One-shot and recurring tasks use the same tables — no separate scheduler.

One-shot: process_after (inbound) or deliver_after (outbound) with recurrence = NULL.

Recurring: Same, plus a recurrence cron expression. After the host marks a row as handled/delivered, if recurrence is set, it inserts a new row with process_after/deliver_after advanced to the next cron occurrence. Next time is computed from the scheduled time (not wall clock) to prevent drift.

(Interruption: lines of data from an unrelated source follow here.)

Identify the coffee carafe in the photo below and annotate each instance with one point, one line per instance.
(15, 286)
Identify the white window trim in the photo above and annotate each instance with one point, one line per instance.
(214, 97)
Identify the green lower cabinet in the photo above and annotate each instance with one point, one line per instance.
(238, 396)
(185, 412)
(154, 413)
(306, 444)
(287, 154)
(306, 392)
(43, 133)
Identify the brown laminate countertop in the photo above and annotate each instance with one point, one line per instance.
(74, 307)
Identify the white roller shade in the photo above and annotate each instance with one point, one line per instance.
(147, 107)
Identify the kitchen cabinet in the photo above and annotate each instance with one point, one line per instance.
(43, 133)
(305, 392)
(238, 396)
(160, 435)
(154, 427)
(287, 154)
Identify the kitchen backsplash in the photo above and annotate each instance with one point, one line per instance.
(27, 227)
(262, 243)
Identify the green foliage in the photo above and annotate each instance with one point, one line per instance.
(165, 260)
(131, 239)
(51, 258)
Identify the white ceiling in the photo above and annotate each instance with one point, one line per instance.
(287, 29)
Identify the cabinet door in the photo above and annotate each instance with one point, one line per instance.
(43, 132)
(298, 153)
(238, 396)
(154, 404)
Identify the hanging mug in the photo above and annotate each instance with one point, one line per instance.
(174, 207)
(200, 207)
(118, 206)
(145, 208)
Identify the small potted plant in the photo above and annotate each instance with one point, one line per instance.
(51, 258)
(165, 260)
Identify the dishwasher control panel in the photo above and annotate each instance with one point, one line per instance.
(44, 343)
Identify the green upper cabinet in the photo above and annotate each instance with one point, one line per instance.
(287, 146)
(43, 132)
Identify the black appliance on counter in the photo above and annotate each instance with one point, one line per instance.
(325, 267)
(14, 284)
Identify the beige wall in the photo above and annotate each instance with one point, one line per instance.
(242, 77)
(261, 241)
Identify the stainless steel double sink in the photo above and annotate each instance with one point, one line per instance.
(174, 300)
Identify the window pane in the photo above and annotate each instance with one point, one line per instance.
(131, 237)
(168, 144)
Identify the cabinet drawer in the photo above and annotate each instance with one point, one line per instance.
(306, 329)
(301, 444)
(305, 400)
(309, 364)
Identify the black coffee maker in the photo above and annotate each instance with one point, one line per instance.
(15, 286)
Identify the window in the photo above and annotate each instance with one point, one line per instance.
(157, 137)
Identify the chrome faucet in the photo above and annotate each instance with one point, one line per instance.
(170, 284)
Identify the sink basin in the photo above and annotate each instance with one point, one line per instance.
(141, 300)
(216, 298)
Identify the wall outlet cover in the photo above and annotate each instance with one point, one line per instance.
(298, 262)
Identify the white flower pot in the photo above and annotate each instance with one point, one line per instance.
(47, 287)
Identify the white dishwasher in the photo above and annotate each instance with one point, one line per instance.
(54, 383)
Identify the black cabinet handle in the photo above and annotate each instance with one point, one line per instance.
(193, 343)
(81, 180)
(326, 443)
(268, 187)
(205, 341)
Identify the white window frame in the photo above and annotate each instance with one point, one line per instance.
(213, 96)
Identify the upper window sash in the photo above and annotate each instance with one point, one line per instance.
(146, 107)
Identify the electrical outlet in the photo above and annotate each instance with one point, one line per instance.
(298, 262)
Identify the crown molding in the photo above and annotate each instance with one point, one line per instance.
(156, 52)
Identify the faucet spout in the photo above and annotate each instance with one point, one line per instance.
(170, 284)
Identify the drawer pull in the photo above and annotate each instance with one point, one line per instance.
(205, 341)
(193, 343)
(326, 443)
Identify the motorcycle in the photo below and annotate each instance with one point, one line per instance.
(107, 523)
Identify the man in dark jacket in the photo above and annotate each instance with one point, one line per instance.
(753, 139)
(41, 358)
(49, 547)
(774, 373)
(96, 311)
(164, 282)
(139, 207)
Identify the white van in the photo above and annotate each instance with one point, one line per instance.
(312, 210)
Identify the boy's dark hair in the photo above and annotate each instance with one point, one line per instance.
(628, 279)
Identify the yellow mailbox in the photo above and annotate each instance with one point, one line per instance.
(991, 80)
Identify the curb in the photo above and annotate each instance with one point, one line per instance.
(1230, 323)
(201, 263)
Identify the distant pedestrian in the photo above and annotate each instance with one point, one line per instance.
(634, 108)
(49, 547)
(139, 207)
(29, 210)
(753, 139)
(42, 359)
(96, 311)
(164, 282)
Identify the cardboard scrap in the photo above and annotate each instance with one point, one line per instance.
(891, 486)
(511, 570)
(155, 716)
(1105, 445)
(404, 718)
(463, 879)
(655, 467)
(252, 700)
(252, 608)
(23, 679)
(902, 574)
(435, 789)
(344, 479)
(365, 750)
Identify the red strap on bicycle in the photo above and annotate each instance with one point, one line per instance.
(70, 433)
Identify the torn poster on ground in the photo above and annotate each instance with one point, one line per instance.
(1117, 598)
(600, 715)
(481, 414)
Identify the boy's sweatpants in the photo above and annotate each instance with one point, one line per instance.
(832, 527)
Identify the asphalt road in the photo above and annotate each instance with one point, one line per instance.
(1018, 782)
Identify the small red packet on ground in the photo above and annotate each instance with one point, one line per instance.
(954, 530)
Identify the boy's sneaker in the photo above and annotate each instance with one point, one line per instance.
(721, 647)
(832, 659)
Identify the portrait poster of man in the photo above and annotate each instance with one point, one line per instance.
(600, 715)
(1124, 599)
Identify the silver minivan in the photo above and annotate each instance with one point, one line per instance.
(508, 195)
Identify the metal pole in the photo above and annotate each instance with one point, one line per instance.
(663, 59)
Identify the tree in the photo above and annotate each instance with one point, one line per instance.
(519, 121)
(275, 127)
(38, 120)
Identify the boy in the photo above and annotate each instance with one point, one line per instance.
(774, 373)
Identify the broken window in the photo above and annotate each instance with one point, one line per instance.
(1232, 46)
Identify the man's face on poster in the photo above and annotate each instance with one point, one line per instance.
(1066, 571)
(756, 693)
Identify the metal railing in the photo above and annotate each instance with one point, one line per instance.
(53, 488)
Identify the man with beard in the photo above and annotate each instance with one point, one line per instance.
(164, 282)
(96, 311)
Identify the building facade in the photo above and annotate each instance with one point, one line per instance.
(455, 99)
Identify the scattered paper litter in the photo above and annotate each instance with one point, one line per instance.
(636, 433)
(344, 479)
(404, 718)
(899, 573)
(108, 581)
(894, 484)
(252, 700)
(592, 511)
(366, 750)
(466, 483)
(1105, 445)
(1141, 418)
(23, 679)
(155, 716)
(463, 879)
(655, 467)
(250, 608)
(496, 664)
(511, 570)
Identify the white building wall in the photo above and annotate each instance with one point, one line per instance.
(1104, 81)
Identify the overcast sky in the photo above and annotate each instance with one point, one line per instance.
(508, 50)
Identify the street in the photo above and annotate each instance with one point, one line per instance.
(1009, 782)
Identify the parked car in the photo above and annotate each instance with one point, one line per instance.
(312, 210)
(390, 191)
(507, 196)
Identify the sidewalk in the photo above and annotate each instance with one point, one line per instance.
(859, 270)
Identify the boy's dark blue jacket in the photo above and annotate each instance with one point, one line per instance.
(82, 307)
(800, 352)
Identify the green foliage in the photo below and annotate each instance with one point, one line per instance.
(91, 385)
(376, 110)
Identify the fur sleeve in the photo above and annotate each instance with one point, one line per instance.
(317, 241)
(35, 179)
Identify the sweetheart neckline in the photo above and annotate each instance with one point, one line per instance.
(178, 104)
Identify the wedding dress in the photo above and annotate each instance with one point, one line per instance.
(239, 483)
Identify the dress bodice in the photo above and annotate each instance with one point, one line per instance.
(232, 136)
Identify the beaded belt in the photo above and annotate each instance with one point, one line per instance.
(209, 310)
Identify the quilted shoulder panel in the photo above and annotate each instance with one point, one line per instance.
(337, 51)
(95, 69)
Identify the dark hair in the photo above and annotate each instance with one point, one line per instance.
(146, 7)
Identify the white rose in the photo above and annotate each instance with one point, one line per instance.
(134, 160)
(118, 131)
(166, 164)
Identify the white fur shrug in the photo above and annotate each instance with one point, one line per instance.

Host sweep (every ~60s across all session DBs):

• messages_in WHERE status = 'pending' AND (process_after IS NULL OR process_after <= now()) → wake agent
• messages_in WHERE status = 'processing' AND status_changed < (now - stale_threshold) → stale detection, increment tries, reset to pending with backoff
• messages_out WHERE delivered = 0 AND (deliver_after IS NULL OR deliver_after <= now()) → deliver
• After completing/delivering a row with recurrence, insert next occurrence

Active container poll (~1s) checks the same conditions but only for sessions with running containers.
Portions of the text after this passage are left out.